American Society of Cataract and Refractive Surgery (ASCRS): Similarly, the American Society of Cataract and Refractive Surgery organize conferences and help members through continuing medical education programs to maintain certification, in addition to political advocacy and peer support.

The American Board of Eye Surgery (ABES): AEBS is an organization well known in the certification/accreditation arena. Maintaining certification requires a commitment to 20 hours of Continuing Medical Education annually. Recertification is required every seven years. 

Council for Refractive Surgery Quality Assurance (CRSQA): CRSQA, too, evaluates the outcomes of refractive surgeons and brands those who pass muster with a catchy acronym - pronounced "Sirska." Surgeons are required to supply outcomes data on 125 consecutive patients from a specified time period, or to be ABES-certified in refractive surgery. Once certified, surgeons are re-evaluated quarterly and recertified annually.

However, there have been many experts who see ABES and CRSQA-like credentials as nothing more than marketing tools and those who proudly display the seals of approval as evidence of an elevated level of excellence.

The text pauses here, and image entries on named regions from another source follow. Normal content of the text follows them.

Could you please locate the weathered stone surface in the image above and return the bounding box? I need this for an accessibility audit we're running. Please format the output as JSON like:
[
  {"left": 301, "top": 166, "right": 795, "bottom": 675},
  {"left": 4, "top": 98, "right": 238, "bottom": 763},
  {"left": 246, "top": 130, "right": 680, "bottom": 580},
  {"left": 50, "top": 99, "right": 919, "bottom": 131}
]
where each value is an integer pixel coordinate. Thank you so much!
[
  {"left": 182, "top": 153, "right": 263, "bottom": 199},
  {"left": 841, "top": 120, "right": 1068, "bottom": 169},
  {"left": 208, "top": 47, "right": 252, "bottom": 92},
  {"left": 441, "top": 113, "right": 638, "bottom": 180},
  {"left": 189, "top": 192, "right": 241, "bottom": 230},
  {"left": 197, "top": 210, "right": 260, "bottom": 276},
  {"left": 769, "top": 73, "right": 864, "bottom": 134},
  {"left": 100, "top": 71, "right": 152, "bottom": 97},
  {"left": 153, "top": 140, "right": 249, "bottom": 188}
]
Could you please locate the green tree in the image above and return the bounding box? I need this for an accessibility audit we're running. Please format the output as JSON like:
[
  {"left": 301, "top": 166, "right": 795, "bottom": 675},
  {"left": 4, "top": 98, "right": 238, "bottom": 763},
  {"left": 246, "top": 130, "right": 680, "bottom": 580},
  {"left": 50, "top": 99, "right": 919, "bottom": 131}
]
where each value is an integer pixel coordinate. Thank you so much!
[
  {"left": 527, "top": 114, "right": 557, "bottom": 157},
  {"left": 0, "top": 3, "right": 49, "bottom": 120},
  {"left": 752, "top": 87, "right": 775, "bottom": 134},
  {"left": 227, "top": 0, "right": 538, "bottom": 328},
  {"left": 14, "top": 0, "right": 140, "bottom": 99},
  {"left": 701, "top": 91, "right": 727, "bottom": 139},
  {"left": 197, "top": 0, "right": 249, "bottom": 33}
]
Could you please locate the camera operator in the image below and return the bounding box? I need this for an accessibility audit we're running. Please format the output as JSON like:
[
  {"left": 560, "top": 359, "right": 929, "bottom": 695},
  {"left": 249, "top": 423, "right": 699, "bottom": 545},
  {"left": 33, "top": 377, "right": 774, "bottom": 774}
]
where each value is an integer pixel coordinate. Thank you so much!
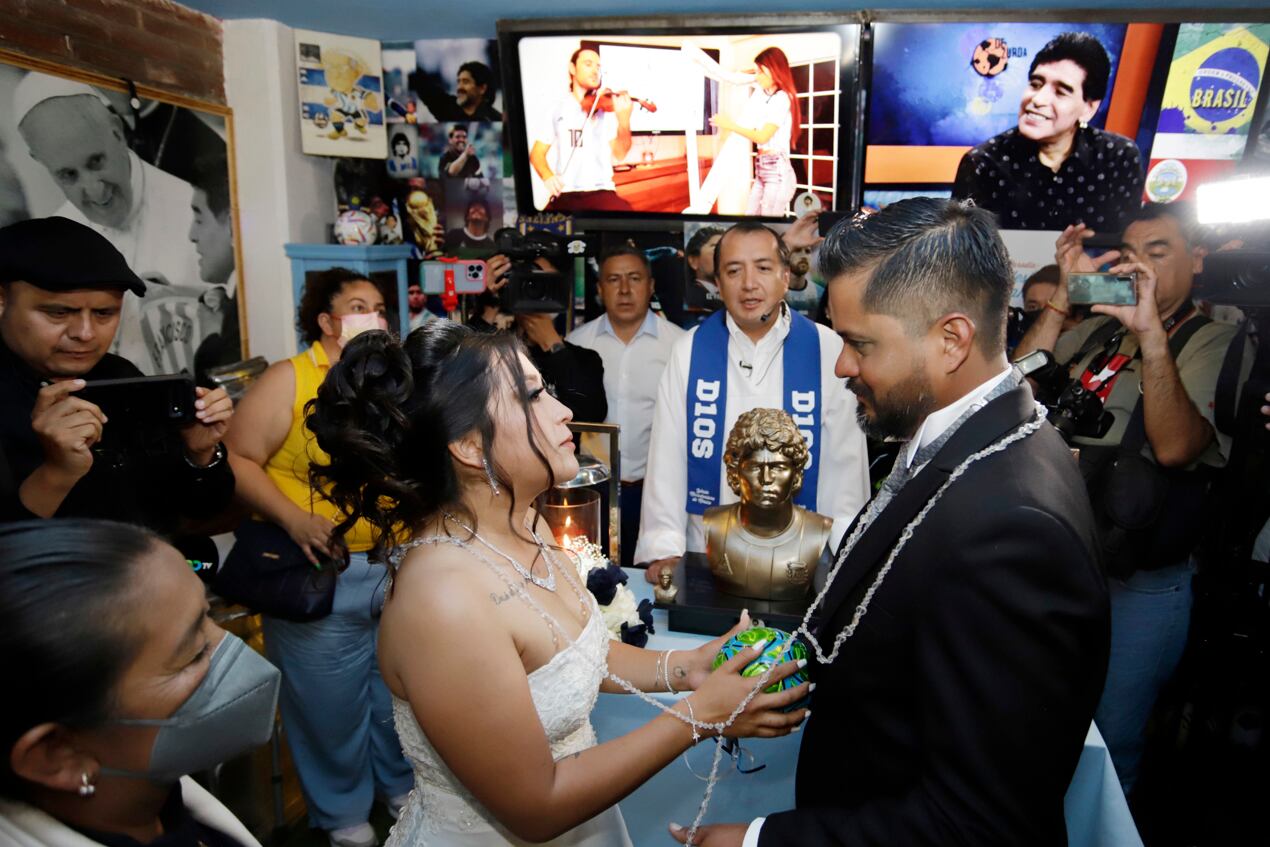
[
  {"left": 1016, "top": 204, "right": 1236, "bottom": 794},
  {"left": 0, "top": 217, "right": 234, "bottom": 533},
  {"left": 485, "top": 254, "right": 608, "bottom": 423}
]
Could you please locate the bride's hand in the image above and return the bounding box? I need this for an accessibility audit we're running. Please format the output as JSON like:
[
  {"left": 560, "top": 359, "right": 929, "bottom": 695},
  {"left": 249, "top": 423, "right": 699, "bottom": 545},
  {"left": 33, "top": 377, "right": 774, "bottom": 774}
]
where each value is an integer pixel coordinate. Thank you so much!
[
  {"left": 667, "top": 611, "right": 753, "bottom": 691},
  {"left": 688, "top": 641, "right": 810, "bottom": 738}
]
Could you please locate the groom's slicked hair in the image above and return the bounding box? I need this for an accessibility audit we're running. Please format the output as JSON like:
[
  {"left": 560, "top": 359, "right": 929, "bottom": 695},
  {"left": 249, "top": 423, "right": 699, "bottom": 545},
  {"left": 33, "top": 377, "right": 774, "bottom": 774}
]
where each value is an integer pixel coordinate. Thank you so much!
[{"left": 820, "top": 197, "right": 1015, "bottom": 356}]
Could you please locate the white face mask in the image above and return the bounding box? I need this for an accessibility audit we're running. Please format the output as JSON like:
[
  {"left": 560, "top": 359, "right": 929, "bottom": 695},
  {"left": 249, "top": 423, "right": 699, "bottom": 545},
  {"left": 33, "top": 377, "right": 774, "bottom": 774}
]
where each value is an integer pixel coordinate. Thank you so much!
[{"left": 339, "top": 312, "right": 389, "bottom": 349}]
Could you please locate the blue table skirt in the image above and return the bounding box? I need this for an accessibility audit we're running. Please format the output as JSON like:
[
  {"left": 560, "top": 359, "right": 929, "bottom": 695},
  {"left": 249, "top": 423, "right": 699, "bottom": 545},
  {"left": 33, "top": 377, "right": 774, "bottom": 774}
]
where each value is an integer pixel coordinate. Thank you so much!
[{"left": 592, "top": 569, "right": 1142, "bottom": 847}]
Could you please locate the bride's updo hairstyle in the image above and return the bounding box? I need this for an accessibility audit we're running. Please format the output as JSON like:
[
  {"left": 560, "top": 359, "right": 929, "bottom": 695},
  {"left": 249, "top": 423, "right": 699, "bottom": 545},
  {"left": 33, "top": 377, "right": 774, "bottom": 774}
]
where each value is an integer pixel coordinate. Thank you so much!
[{"left": 305, "top": 320, "right": 555, "bottom": 555}]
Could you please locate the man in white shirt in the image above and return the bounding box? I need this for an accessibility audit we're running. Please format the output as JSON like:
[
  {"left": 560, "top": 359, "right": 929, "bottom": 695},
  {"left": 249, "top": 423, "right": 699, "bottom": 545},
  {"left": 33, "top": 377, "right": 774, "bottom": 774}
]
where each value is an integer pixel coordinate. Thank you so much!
[
  {"left": 671, "top": 197, "right": 1110, "bottom": 847},
  {"left": 568, "top": 245, "right": 686, "bottom": 566},
  {"left": 530, "top": 47, "right": 632, "bottom": 212},
  {"left": 635, "top": 222, "right": 869, "bottom": 582},
  {"left": 14, "top": 71, "right": 207, "bottom": 373}
]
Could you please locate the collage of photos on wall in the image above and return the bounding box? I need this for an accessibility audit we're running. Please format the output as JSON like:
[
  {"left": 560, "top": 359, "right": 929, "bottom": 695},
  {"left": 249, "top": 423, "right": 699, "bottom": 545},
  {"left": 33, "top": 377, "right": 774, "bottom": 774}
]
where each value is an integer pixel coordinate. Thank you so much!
[{"left": 382, "top": 38, "right": 516, "bottom": 267}]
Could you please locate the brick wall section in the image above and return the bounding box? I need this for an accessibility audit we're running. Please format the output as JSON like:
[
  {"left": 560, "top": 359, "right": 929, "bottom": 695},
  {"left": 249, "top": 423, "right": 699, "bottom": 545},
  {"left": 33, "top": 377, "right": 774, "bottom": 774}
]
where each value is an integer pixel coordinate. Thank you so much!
[{"left": 0, "top": 0, "right": 225, "bottom": 103}]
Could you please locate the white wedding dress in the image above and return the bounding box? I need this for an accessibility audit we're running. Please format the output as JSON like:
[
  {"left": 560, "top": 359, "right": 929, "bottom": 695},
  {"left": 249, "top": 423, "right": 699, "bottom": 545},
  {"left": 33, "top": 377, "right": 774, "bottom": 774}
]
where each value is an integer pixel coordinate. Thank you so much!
[{"left": 385, "top": 604, "right": 631, "bottom": 847}]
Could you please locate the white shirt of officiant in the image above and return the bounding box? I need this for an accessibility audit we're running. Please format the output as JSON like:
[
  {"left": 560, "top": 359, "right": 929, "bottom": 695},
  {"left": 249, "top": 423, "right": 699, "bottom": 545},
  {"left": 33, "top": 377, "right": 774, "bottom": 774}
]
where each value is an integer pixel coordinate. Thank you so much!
[
  {"left": 568, "top": 310, "right": 687, "bottom": 483},
  {"left": 635, "top": 306, "right": 869, "bottom": 563},
  {"left": 740, "top": 367, "right": 1010, "bottom": 847}
]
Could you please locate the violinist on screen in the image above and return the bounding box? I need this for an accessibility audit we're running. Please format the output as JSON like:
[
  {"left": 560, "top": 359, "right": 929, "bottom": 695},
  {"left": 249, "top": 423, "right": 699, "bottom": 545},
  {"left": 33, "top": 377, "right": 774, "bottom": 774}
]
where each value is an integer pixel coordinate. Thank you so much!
[{"left": 530, "top": 47, "right": 634, "bottom": 212}]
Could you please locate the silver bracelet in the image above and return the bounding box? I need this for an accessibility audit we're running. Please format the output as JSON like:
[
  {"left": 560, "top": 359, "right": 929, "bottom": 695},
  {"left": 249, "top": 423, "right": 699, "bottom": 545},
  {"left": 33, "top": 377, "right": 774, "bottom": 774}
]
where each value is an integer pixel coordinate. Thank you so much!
[
  {"left": 683, "top": 697, "right": 701, "bottom": 745},
  {"left": 662, "top": 650, "right": 679, "bottom": 695}
]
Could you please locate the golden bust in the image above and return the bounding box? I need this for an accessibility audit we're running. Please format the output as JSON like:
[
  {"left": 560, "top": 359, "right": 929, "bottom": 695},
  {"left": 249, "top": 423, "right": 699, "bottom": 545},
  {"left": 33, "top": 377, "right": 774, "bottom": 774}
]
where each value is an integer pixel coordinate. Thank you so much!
[{"left": 704, "top": 409, "right": 833, "bottom": 601}]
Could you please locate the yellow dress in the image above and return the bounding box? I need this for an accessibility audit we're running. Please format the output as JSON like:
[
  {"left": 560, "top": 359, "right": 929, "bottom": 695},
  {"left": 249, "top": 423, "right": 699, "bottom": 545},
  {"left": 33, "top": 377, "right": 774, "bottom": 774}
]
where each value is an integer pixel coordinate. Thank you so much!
[{"left": 264, "top": 343, "right": 375, "bottom": 552}]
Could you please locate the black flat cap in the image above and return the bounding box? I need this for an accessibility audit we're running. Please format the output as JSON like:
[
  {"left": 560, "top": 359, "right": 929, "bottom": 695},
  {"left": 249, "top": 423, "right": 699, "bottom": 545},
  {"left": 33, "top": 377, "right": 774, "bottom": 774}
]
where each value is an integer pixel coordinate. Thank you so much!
[{"left": 0, "top": 217, "right": 146, "bottom": 297}]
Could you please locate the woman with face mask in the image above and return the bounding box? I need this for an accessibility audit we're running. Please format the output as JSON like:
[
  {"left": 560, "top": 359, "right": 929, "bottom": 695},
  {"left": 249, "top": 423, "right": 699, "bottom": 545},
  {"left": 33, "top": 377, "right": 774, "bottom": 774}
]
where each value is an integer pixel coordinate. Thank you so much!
[
  {"left": 0, "top": 518, "right": 278, "bottom": 847},
  {"left": 225, "top": 268, "right": 410, "bottom": 847}
]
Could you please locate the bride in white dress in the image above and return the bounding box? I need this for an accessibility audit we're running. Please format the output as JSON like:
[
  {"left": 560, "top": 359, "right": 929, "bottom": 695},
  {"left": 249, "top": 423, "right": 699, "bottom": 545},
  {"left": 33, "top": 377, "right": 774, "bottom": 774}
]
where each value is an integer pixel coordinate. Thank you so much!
[{"left": 309, "top": 321, "right": 806, "bottom": 847}]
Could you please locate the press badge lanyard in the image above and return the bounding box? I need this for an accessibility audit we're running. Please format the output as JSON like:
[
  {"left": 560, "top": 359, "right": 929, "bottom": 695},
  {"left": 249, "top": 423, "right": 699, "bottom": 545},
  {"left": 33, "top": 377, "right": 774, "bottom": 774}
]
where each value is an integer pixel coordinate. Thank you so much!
[{"left": 1081, "top": 302, "right": 1195, "bottom": 400}]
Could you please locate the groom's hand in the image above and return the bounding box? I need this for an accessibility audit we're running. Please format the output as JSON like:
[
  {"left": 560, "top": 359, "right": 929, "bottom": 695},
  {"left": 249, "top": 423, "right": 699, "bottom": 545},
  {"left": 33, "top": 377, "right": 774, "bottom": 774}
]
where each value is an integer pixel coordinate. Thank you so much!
[{"left": 671, "top": 823, "right": 749, "bottom": 847}]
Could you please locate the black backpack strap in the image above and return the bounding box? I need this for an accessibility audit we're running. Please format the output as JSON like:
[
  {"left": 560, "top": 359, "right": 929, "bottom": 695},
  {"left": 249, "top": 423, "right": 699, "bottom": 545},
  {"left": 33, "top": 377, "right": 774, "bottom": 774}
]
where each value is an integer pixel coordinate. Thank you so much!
[
  {"left": 1119, "top": 314, "right": 1209, "bottom": 456},
  {"left": 1213, "top": 317, "right": 1252, "bottom": 436}
]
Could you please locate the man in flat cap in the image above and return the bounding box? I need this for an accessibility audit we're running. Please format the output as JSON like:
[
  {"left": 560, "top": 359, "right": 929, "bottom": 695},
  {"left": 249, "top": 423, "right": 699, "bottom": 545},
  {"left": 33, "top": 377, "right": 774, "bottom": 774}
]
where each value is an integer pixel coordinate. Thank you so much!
[
  {"left": 14, "top": 71, "right": 206, "bottom": 373},
  {"left": 0, "top": 217, "right": 234, "bottom": 535}
]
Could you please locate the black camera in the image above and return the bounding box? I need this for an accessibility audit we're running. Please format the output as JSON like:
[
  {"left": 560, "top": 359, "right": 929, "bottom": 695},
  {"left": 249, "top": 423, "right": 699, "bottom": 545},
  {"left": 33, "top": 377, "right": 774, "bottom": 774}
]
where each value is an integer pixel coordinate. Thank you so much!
[
  {"left": 494, "top": 227, "right": 573, "bottom": 314},
  {"left": 1046, "top": 380, "right": 1115, "bottom": 443},
  {"left": 1013, "top": 350, "right": 1115, "bottom": 443},
  {"left": 1195, "top": 250, "right": 1270, "bottom": 309}
]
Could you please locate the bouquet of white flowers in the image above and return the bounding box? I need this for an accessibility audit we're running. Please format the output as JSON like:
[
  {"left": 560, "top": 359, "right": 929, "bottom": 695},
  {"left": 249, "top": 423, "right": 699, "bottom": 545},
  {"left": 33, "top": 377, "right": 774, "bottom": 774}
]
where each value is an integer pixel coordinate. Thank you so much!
[{"left": 568, "top": 538, "right": 653, "bottom": 648}]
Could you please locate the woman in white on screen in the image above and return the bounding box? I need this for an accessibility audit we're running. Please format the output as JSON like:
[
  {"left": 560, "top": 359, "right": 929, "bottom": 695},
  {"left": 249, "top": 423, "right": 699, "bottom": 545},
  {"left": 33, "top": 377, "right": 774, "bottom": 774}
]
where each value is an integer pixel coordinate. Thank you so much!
[
  {"left": 679, "top": 44, "right": 803, "bottom": 217},
  {"left": 307, "top": 320, "right": 806, "bottom": 847}
]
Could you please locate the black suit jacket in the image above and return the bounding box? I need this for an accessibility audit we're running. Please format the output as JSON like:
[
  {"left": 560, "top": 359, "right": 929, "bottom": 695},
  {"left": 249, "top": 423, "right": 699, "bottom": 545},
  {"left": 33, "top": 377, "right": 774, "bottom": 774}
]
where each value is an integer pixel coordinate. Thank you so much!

What is the “ultimate credential” for an ophthalmologist/surgeon?

While the field of eye surgery and eye medicine specialization is an ongoing, continuous process and there is no “official” term known as “ultimate credential”, a full fledged, licensed and qualified eye surgeon is one who is American board certified and is a fellow of American College of Surgeons.

Does a great surgeon have to belong to any of these groups to do LASIK surgery?

An ideal surgeon qualified enough to perform refractive / laser eye surgery. Laser should be a corneal specialist (and fellowship-trained cornea specialists, an expert who routinely performs corneal transplants, treats corneal abrasions and infections, performs corneal healing research, teaches other doctors about the cornea, and handles challenging cornea cases. In addition, ideally, he or she should also be a board-certified ophthalmologist.